War in Ukraine makes exporting apples to Kazakhstan or Mongolia ‘almost impossible’
The war in Ukraine had great consequences for Poland as a country. 100,000 war refugees cross the Polish border every day, while Ukrainian male employees in Poland return to their home country to defend it. Naturally, the situation also caused difficulties for the export of apples.
Jakub Krawczyk, export manager for Polish apple exporter Appolonia, says Poland is doing what it can to help the Ukrainian people in this time of war: and organizing basic needs here in Poland. All Poles are concerned; private companies, government officials or just ordinary people, they try to do everything to help our neighbors in these difficult times of war.

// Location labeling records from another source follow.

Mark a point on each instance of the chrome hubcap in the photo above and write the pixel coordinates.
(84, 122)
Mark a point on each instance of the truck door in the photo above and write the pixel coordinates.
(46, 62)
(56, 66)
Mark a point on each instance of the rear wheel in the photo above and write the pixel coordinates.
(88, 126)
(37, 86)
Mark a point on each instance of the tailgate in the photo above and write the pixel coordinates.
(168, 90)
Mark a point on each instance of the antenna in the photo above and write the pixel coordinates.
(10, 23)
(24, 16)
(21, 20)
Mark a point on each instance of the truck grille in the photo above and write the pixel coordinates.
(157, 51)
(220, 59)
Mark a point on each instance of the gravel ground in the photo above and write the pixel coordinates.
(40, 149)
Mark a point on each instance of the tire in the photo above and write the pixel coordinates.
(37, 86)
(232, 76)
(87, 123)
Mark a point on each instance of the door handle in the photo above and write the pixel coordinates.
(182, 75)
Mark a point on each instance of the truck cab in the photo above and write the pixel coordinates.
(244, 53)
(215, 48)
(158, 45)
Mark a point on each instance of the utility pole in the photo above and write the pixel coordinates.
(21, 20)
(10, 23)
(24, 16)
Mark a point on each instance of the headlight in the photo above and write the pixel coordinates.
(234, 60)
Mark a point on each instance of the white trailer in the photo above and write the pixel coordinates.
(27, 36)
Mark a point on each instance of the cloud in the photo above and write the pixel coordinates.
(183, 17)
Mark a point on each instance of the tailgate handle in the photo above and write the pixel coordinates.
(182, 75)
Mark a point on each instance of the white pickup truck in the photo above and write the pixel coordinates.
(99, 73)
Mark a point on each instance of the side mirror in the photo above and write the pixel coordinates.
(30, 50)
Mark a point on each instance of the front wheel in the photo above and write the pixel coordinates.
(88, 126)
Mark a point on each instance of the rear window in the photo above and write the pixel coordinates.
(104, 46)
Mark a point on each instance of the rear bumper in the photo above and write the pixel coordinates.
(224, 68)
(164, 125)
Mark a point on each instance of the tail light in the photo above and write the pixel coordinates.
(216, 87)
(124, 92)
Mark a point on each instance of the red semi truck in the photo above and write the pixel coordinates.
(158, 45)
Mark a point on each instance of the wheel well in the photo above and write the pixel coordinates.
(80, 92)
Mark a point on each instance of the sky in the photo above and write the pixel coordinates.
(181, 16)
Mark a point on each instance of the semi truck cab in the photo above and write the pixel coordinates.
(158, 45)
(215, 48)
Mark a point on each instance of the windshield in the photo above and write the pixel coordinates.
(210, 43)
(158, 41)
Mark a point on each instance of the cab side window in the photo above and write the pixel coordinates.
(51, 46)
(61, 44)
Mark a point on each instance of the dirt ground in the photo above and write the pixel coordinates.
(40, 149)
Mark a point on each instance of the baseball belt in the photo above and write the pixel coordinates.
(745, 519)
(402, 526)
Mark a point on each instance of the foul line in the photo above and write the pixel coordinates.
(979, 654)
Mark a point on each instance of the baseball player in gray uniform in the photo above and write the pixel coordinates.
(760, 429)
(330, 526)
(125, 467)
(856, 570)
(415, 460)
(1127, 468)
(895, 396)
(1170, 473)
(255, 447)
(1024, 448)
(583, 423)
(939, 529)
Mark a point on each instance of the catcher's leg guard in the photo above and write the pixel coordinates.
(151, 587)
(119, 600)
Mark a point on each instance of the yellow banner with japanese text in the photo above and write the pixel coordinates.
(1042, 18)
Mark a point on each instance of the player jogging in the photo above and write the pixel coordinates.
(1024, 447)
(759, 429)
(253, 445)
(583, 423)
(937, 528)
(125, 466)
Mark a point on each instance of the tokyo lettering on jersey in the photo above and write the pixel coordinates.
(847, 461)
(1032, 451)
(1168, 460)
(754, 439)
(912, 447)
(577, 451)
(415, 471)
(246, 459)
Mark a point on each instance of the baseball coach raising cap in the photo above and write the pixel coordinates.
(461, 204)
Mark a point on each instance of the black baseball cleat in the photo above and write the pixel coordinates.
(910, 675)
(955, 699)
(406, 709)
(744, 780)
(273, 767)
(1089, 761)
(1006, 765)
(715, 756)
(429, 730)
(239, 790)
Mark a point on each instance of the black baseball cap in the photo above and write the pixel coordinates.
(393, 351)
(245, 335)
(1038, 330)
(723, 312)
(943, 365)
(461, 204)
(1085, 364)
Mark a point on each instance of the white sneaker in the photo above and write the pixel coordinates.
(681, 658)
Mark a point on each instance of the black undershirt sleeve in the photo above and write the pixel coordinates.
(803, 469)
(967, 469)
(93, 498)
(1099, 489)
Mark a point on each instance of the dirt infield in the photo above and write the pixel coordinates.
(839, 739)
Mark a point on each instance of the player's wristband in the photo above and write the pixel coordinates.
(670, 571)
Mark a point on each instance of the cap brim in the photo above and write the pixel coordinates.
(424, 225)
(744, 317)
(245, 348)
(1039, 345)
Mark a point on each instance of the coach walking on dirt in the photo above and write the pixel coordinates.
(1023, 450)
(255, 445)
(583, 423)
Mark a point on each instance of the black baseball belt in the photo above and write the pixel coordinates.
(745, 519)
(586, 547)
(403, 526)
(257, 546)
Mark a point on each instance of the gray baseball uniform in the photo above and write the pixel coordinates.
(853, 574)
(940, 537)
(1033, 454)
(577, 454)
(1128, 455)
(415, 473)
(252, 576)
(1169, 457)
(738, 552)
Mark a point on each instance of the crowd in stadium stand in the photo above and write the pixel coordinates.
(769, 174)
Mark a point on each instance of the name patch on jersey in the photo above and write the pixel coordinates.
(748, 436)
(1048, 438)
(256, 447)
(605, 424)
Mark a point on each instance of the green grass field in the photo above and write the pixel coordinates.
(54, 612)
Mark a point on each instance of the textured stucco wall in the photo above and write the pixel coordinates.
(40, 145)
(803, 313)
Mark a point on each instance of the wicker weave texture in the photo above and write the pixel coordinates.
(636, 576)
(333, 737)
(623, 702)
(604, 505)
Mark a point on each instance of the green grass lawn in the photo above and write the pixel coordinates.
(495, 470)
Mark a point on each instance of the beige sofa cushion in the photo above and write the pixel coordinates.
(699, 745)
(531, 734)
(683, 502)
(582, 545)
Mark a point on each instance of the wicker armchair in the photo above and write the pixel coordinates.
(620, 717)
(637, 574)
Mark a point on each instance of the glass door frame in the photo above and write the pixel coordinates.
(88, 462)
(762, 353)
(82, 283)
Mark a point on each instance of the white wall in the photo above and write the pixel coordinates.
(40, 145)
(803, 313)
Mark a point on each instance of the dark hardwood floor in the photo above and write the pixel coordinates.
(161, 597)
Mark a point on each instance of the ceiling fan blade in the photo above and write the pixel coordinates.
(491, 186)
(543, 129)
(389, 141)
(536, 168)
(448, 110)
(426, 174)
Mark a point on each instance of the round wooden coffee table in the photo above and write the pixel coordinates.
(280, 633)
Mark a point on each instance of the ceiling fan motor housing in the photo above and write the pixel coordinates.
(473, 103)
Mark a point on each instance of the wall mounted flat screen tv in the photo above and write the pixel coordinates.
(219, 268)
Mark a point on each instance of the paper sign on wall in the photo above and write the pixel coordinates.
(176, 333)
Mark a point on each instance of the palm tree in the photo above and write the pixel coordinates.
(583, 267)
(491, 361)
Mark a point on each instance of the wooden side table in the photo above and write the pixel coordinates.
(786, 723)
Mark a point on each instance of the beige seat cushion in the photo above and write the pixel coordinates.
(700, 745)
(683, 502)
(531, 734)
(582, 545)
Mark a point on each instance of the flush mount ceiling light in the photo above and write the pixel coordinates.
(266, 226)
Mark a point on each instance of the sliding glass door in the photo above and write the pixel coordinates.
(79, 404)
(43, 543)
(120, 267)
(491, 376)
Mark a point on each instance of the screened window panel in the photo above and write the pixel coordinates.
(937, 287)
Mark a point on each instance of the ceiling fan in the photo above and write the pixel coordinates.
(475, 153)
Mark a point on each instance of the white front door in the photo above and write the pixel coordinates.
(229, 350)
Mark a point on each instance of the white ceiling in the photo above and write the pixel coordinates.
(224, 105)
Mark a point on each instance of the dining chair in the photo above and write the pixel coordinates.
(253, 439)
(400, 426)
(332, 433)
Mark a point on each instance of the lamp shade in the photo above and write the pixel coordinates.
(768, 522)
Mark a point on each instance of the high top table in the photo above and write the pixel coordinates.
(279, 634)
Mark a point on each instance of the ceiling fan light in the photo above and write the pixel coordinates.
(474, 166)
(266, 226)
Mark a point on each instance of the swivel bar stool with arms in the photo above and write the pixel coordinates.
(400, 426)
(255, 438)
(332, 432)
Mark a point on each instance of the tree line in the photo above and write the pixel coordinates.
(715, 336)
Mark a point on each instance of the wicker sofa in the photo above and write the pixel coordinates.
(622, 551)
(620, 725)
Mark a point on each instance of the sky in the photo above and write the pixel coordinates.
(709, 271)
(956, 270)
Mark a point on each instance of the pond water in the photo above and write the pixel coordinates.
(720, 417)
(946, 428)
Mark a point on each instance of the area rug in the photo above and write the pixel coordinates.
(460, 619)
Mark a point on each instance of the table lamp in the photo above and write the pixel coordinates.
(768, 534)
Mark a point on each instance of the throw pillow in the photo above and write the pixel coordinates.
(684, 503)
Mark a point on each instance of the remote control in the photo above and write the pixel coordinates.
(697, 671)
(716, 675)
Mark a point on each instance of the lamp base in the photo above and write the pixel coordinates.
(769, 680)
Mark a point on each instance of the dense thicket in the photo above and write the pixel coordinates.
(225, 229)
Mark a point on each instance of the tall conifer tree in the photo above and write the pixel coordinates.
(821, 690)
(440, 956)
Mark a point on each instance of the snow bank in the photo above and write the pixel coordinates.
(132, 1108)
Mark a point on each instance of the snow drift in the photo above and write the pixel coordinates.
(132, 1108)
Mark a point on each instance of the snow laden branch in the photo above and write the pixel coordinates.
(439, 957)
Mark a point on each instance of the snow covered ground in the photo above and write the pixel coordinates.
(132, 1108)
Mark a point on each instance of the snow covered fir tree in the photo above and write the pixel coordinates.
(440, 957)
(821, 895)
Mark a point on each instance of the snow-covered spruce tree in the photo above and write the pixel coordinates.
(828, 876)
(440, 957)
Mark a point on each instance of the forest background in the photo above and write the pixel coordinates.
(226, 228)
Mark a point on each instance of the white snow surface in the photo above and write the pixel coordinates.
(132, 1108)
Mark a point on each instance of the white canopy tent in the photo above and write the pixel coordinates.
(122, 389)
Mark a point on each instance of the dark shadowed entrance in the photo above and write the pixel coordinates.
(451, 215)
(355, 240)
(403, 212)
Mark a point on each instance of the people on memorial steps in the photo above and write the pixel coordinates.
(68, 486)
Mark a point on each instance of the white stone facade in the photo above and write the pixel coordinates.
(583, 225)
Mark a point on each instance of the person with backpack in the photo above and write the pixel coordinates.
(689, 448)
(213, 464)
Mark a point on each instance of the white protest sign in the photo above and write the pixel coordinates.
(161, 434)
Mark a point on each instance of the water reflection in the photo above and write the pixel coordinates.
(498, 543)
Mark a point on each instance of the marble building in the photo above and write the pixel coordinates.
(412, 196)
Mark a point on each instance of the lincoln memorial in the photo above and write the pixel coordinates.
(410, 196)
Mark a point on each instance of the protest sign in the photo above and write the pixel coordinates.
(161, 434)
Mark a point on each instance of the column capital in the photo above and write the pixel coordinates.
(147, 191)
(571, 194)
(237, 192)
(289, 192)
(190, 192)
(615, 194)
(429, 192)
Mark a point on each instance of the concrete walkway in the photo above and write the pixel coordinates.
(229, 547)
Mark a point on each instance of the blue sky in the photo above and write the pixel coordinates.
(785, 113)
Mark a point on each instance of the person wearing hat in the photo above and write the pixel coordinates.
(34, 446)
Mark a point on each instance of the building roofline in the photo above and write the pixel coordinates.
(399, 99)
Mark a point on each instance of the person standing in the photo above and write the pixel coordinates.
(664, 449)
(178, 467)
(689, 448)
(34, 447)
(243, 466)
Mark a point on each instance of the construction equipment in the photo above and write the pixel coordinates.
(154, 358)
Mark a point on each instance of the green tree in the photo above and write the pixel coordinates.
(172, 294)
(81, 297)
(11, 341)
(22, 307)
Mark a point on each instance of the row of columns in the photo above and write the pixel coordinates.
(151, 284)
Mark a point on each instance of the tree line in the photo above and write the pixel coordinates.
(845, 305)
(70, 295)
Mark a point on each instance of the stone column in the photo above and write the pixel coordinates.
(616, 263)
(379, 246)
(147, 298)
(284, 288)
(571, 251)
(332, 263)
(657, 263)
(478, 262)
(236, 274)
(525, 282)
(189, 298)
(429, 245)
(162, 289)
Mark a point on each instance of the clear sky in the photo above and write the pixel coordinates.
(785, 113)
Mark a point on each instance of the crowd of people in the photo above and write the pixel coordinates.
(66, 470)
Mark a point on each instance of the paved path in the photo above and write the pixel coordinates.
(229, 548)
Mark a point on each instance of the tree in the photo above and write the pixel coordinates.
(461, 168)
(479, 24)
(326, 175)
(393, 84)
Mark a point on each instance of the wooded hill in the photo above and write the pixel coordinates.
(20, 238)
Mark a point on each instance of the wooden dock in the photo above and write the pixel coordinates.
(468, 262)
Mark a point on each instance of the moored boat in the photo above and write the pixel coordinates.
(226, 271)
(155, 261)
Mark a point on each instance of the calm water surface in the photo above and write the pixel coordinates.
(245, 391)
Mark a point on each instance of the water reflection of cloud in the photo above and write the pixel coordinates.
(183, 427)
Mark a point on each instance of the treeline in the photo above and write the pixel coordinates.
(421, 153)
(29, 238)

“The situation also has a huge impact on the apple sector. We have some big problems; apple sales are low, as there is a decrease in fruit consumption and of course the rising cost of energy, petrol and gas. There is a shortage of skilled employees like truck, forklift and tractor drivers,” says Krawczyk. “Eastern markets are currently closed to us. It has been more than two months since the embargo on Belarus started and it has had a huge negative effect on apple sales in Poland. The Russian embargo is really bad for us, but the belarusian embargo is even worse, because belarus was one of the biggest importers of our apples, this means that we all have less orders at the moment and many companies are not operating at full capacity , contrary to what they were before the embargo.
Overall, apple consumption seems to be down from the usual level, says Krawczyk: “We feel the decrease in apple consumption both in the Polish domestic market and in the rest of Europe. Currently, apple stocks in Western Europe are quite large, and orders for Polish apples from this region are much lower than normal. Having a war right behind the European Union border has caused gas costs to rise significantly, and obviously those costs will have an effect on everything else.
Due to the conflict in Ukraine, road transport to Kazakhstan or Mongolia is a difficult thing to organize according to Krawczyk: “I would say it is almost impossible at the moment. There are also fewer sales to Serbia. But the conflict has also caused a shift in the container industry, as container availability has dropped dramatically. Sales to Egypt were therefore much more difficult and Egypt is a very large importer of Polish apples. There’s also been a new law in Egypt that only allows a letter of credit as a payment condition, which has really slowed down orders to that region. A lack of containers also means fewer sales opportunities to Asia and the Middle East.
Normally, the price of apples would increase at this time of year, as storing apples increases the costs for exporters. However, currently the price of apples is falling, says Krawczyk. “Over the past few weeks, the price of apples in Poland has fallen slightly, but normally at this stage of the season prices should increase, due to increased storage costs. Over the past week, there have been no price changes that we have noticed. The cost of food increases because of the war, but the price of apples does not increase at the same level. We think the season is going to be tough, conflicts have blocked our sales, we are encountering some difficulties with logistics and sometimes with payment terms. Problems that are usually just a few obstacles in the road have now combined with war to create this negative situation. It is not a guarantee that the situation will remain as bad, but we must monitor the situation in each market to see how we can react.
“I think Polish apples are a good option for importers, because they can choose from many varieties, the quality is always very good and we can supply very large quantities. Producers like us will be happy to start cooperating with new partners, and even though many problems are piling up, we still want to move forward to bring healthy food to every table. concludes Krawczyk.